Mercedes e Manuela tentaram escapar, mas foi inútil, pois em poucos instantes elas foram capturadas, amordaçadas e colocadas em uma carruagem que tomava a direção de uma extensa floresta.
Manuela ainda fez um tremendo esforço para levantar sua cabeça e olhar para trás, mas o choque ao ver a residência onde nascera e fôra criada ardendo em chamas foi tão intenso que ela desmaiou.
Assim que despertou Manuela viu uma cena que a deixou horrorizada: todos os seus algozes, cerca de quinze homens incluindo o próprio Alfredo, revezavam-se como animais na violação do corpo de sua ama-de-leite, uma senhora de quase setenta anos. Manuela gritava e procurava agredir os seus raptores verbalmente, mas calou-se em um silêncio estarrecedor quando eles lhe disseram que não se preocupasse porque ela seria a próxima a ser “devorada”.

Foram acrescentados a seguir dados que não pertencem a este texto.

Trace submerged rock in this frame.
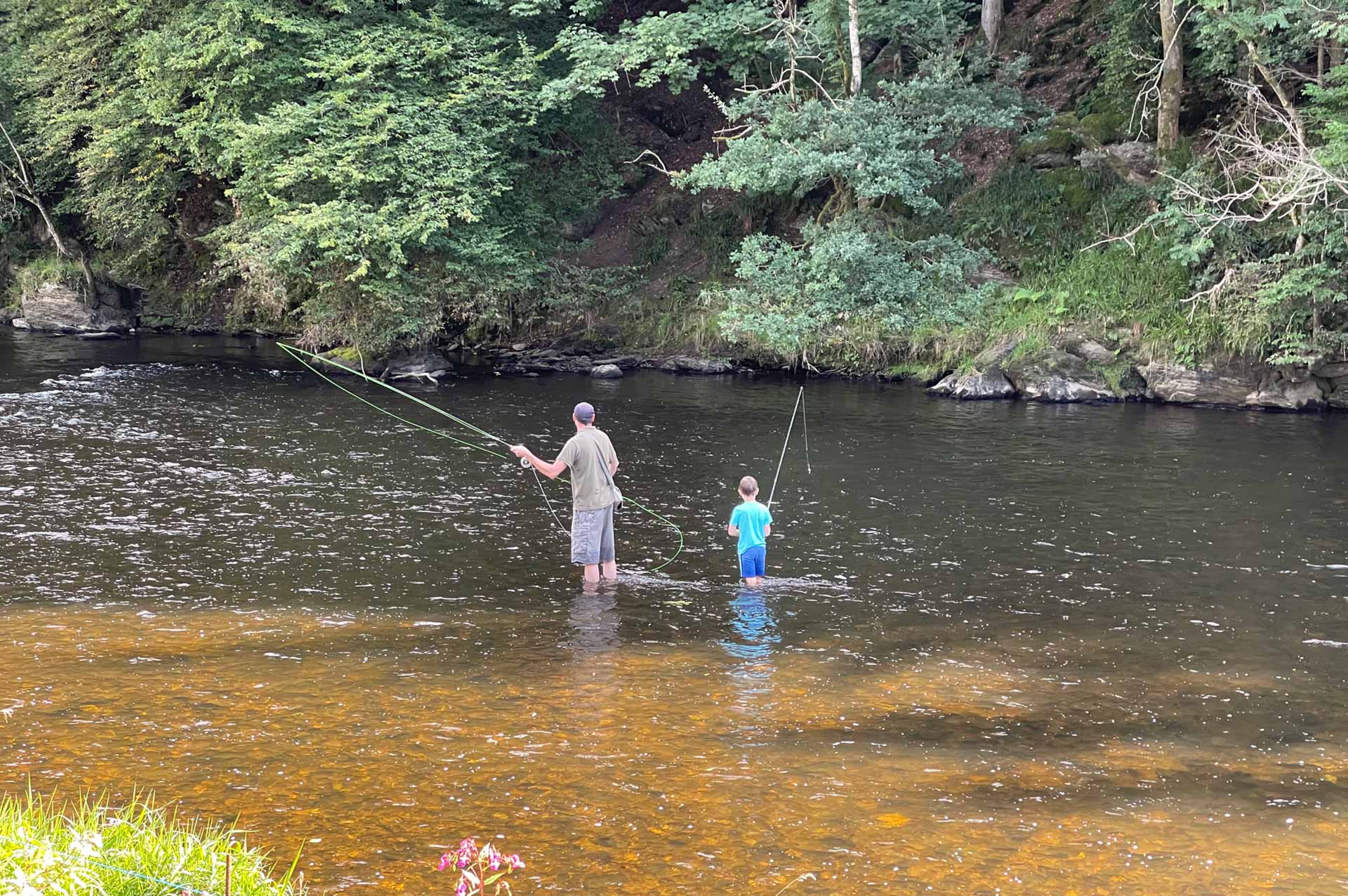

Lágrimas pesadas e copiosas rolavam por sua face quando ela viu Mercedes cair morta no chão e os homens ensandecidos virem em sua direção, entretanto, antes que começassem a praticar os seus atos de selvageria, os algozes de Manuela observaram um homem a galopar com toda a velocidade em sua direção; assim foi que saíram completamente nus a correrem para pegar as suas armas, mas desistiram ao verificarem que o cavaleiro em questão também fazia parte do bando.
Ofereceram, então, uma boa dose de vinho ao seu comparsa e disseram que ele chegara numa hora boa porque haviam deixado o “prato principal” para o final. Ele, assim, olhou na direção de Manuela e passou a língua vagarosa e repetidas vezes pelos lábios num claro sinal de aprovação a satisfação vindoura de seu apetite sexual desequilibrado.
Mas os seus comparsas chamaram-no de volta a realidade quando perguntaram como havia sido a armadilha.
Só foi escutar esta última palavra para Ricardo, este era o nome dele, começar a narrar toda a arapuca sangrenta: aconteceu tudo como esperávamos. O capitão, paizinho desta coisinha saborosa que está à nossa frente, e os seus homens ficaram loucos quando souberam da pista falsa, plantada por nós, de que sua filha estaria sendo mantida como refém na companhia de quatro malfeitores em uma velha casa abandonada e quando nós ficamos sabendo que hoje ele iria até lá com seus homens no intuito de resgatá-la foi muito fácil armar uma tocaia e acabar com a vida de todos no coração da floresta; e vocês, cumpriram com o combinado?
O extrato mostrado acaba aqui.